You tutor will now explain to you how you can execute pieces of a script with convenient keyboard shortcuts:

### Google Colab
__Normal mode__    
* `Enter` switches to Edit mode
* `Ctrl`+`Enter` runs the current cell
* `b` adds a new code cell below the current one
* `a` adds a new code cell above the current one
* `Ctrl+M D` deletes a cell
* `Ctrl+H` opens a find/replace dialog for the entire notebook
    
__Edit mode__    
* `Ctrl`+`Enter` runs the current cell and switches out of Edit mode (only works on code cells)
* `Esc` switches out of Edit mode without running

__Other functionality (found in dropdown menus)__
* Inserting text cells
* Copying/cutting cells


### Anaconda/Jupyter Notebook    
__Command mode__ (cells have blue edge)
* `Enter` switches to Edit mode
* `Shift`+`arrows` expands the cell selection
* `Ctrl`+`Enter` runs the current cell(s)
* `b` adds a new code cell below the current one
* `a` adds a new code cell above the current one
* `m` converts a code cell to a text (Markdown) cell
* `y` converts a text (Markdown) cell to a code cell
* `dd` deletes the current cell(s)
* `z` undoes a cell deletion
* `x` cuts the current cell(s)
* `c` copies the current cell(s)
* `v` pastes the copied/cut cell(s)
* `f` opens a find-and-replace dialog for the current cell(s)

    
__Edit mode__ (cells have green edge)  
* `Ctrl`+`Enter` runs the current cell and switches to Command mode
* `Esc` switches to Command mode without running
   

## Exercise 1

Get familiar with these shortcuts!  Create a code cell with the comment 'here is my code', and a text cell with the text 'This is my text answer'

## Exercise 2
By now, you should also have opened the csv file **world_bank_wdi.csv** in your notebook by running the corresponding cell in your notebook up above. 

Type `df` in a code cell and run it. What happens? 

## Exercise 3 

Look at excerpts of the data using ``df.head()`` and ``df.tail()``. This gives you a bit of a feeling for the variables in the data.

## Exercise 4
Let's look at some summary statistics of variables in this data set.

### Exercise 4a
Get your first summary statistics by using ``describe()`` on individual variables.
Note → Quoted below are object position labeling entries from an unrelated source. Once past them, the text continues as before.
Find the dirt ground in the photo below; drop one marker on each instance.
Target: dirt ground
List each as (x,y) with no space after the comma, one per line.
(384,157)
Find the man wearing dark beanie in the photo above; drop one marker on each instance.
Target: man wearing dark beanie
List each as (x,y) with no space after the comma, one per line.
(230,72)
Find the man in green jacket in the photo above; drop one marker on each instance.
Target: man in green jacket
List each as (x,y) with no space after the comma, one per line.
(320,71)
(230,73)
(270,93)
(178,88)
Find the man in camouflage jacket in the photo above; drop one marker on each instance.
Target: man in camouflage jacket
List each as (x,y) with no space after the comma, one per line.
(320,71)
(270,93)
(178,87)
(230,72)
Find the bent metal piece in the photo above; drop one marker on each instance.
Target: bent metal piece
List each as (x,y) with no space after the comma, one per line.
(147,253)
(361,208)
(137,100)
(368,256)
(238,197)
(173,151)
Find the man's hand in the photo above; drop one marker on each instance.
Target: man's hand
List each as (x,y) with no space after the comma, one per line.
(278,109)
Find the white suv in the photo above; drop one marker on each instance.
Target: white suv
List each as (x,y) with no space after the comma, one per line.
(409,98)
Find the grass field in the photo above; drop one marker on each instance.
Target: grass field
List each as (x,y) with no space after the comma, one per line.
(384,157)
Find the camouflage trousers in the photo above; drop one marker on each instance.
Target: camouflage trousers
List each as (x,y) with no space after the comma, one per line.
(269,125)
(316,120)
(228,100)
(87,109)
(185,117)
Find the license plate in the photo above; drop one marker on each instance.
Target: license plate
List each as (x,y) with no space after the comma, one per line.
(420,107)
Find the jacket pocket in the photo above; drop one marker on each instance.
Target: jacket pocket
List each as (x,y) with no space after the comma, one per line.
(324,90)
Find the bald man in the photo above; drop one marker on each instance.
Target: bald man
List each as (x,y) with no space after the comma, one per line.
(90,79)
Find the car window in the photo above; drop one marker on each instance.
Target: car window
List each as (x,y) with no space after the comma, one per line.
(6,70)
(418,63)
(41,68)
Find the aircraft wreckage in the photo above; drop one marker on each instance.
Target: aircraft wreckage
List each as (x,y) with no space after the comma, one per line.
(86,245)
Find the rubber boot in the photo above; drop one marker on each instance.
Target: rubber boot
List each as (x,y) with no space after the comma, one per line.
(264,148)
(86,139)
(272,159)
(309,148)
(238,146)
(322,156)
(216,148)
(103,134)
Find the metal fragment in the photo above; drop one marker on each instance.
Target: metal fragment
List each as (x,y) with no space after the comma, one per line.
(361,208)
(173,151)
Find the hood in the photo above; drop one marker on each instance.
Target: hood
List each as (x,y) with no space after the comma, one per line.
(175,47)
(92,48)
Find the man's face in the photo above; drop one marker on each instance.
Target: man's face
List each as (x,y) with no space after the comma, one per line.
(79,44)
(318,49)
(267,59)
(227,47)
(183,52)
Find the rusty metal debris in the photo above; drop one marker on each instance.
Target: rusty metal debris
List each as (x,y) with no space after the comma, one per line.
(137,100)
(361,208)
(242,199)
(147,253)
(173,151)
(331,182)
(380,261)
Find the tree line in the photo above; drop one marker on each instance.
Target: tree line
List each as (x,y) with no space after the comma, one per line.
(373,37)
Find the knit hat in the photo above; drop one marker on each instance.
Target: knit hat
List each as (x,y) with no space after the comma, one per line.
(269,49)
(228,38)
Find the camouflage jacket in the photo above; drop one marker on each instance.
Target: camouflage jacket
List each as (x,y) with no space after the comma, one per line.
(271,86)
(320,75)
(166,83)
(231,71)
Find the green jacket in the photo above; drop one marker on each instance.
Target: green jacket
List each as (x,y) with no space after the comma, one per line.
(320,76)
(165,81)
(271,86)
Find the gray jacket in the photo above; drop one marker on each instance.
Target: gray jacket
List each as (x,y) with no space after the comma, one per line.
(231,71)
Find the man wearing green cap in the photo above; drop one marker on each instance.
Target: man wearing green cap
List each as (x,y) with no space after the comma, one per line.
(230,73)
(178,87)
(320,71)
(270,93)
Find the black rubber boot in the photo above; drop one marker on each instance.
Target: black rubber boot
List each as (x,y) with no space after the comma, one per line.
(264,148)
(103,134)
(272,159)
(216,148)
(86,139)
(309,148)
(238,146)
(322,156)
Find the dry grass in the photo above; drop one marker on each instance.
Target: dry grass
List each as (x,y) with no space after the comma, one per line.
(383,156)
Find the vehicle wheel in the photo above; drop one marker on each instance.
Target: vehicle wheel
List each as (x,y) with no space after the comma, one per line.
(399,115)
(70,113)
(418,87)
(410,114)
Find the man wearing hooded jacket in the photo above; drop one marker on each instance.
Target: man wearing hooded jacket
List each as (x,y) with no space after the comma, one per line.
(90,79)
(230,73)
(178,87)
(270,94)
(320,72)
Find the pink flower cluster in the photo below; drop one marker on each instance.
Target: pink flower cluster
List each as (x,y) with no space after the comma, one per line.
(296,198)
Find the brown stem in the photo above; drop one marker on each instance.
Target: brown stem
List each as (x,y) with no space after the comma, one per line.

How do you access individual variables? 

### Exercise 4b
Accessing individual variables can be a nuisance (lots of typing).  How can we summarise all of the (numeric) variables in the dataset at once?

### Exercise 4c
What if we have a dataset with lots of numeric variables and we are only interested in a few of them?  How can we summarise multiple variables of our choosing?  Practice this by printing a summary of population, GDP, and the life expectancies for males and females.

## Exercise 5
    
Play around with ``mean``, ``median``, ``std``, and ``var`` on individual variables. Notice how Pandas automatically disregards missing values.

## Exercise 6
Sometimes it can be important to know how many missing values there are for a variable.  How do we find them?